The motives for lifting the siege on the Russian side were primarily of a diplomatic nature. By the end of the siege of Riga, the foreign policy situation had changed. The original reason for the war disappeared, as the danger of a Polish-Swedish real union no longer existed. The Tsar's campaign against Riga was transformed into a major demonstration of power, against the backdrop of which active negotiations were conducted with Poland, Brandenburg, Courland and Denmark. Under these conditions, an unsuccessful and costly storming of the city or a protracted siege would have been more dangerous for the tsar's prestige than an orderly and timely retreat. As a general, Alexei Mikhailovich never took adventurous steps and preferred to maintain the army and use other methods when there was no certainty of a successful outcome to his endeavours.

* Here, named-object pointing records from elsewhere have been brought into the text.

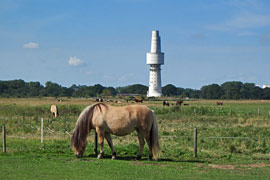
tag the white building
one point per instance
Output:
(155, 59)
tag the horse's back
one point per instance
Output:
(125, 119)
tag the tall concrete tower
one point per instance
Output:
(155, 58)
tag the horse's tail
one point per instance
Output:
(155, 138)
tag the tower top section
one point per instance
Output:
(155, 56)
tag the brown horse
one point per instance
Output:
(119, 121)
(179, 102)
(54, 111)
(219, 103)
(138, 100)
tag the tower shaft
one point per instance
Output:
(155, 59)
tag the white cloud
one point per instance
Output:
(243, 21)
(74, 61)
(31, 45)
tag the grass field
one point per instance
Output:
(233, 142)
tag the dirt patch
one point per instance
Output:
(149, 164)
(257, 165)
(216, 166)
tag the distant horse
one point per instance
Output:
(119, 121)
(99, 100)
(219, 103)
(179, 103)
(54, 111)
(166, 103)
(138, 100)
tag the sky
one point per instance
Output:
(105, 42)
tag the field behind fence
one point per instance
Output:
(238, 128)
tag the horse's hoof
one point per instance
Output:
(99, 156)
(138, 158)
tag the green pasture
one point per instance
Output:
(233, 143)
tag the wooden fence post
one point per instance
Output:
(4, 138)
(96, 140)
(41, 130)
(195, 143)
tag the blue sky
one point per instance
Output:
(105, 42)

The decision to lift the siege was made after the failure of the capitulation negotiations with the garrison of Riga. The Tsar's hopes for diplomatic help from the Duke of Courland and the Elector of Brandenburg had not materialised.

Despite the military failure at Riga, the Baltic campaign of 1656 was considered a success in Moscow. Documents bear witness to the Tsar's triumphant entry into Polotsk, Smolensk and Moscow. The conquest of almost the entire course of the Düna, including Dünaburg and Kokenhusen, opened up an important line of communication to the Baltic for Russia.

== Consequences ==
Despite the retreat at Riga, Dorpat fell into Russian hands shortly afterwards in October 1656. The Russo-Swedish War gave the aristocratic republic time to reorganise itself. The following year, Russian troops again invaded Livonia. In 1658, the tsar and the Swedish king agreed a three-year truce.

After another siege, Riga was conquered by the troops of Tsar Peter the Great in 1710. The city then remained with Russia until the First World War.